NOTE:- you can have multiple columns or categories (tab-delimited) of the samples in the metadata file; However, the first column needs to be labeled "sample_id" (REQUIRED!)
sample_id type
31D A
32Da A
34D A
35Da A
36Da A
C16 B
C18 B
C19 B
C22 B
- Convert stratified output to 4 column format For this, we first need to convert the Kraken2 output files for each of the metagenomes into an abundance (counts) matrix. This file also be useful for the Metacoder visalization (https://rpubs.com/dhwanikdesai/736732)
First we need to get a list of the sample tags and the corresponding kraken2 output files (such as in the example below)
31D kraken2_outraw_0.05/31D.kraken.txt
32Da kraken2_outraw_0.05/32Da.kraken.txt
34D kraken2_outraw_0.05/34D.kraken.txt
35Da kraken2_outraw_0.05/35Da.kraken.txt
36Da kraken2_outraw_0.05/36Da.kraken.txt
C16 kraken2_outraw_0.05/C16.kraken.txt
C18 kraken2_outraw_0.05/C18.kraken.txt
C19 kraken2_outraw_0.05/C19.kraken.txt
C22 kraken2_outraw_0.05/C22.kraken.txt
C23 kraken2_outraw_0.05/C23.kraken.txt
This can be done by cutting the sample_id column from the metadata file.

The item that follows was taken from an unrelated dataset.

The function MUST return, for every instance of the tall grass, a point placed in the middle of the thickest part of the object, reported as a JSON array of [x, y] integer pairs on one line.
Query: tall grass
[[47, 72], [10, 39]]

Next, make a list of the Kraken2 output files for each sample (generated in step 3.1), and then paste the two together
cut -f 1 <project>_metadata.txt > sample_tags.txt
ls -1 kraken2_outraw/* > kraken2_results.txt
paste sample_tags.txt kraken2_results.txt > input_for_taxonomy_abundance_script.txt
Once this input file is ready run the add_6levelsTaxonomy_to_Kraken2Results.py python script (You would need the ete3 package installed):
python /home/shared/MH2/MMSeqs2_functional_annotation/add_6levelsTaxonomy_to_Kraken2Results.py --taxafilelist input_for_taxonomy_abundance_script.txt --outfile PROJECT-kraken2_abundance_matrix-6level-tax.txt
Finally, run the following script to convert the stratified RPKM output file generated in step 5.2 to the 4-column format required by the Visualizer app
python /home/shared/MH2/MMSeqs2_functional_annotation/convert_stratifiedRpkm_to_SankeyFormat.py --StratFileName PROJECT-strat-matrix-RPKM.txt --taxaAbundFile PROJECT-kraken2_abundance_matrix-6level-tax.txt --outfile PROJECT-rpkm-stratified-SankeyFormat.txt
- Run the visualizer app from Github Gist The visualizer app Jarrvis (Just Another stRatified Rpkm VISualizer) is available to run locally from the github gist at https://gist.github.com/dhwanidesai/943ff5fdbd94815cc27f302d9f56ff0b.
To run this app you would require a local install of Rstudio (R version 4) with the shiny package (required). Once Rstudio is installed, open it and run the following commands
library(shiny)
runGist("943ff5fdbd94815cc27f302d9f56ff0b")
This should bring up the app interface. Here you can upload the stratified Rpkm file (in the 4-column format that we generated above) and the metadata file.
The app has options for collapsing the RPKM table at the desired level of taxonomy and the desired RPKM threshold for visualization.
Clicking on the Sample group nodes will highlight the linkages to the taxonomy nodes and the corresponding function nodes. Hovering over nodes or links will display the underlying RPKM value.
You can also select the format to download the resulting plot (png, pdf or jpeg).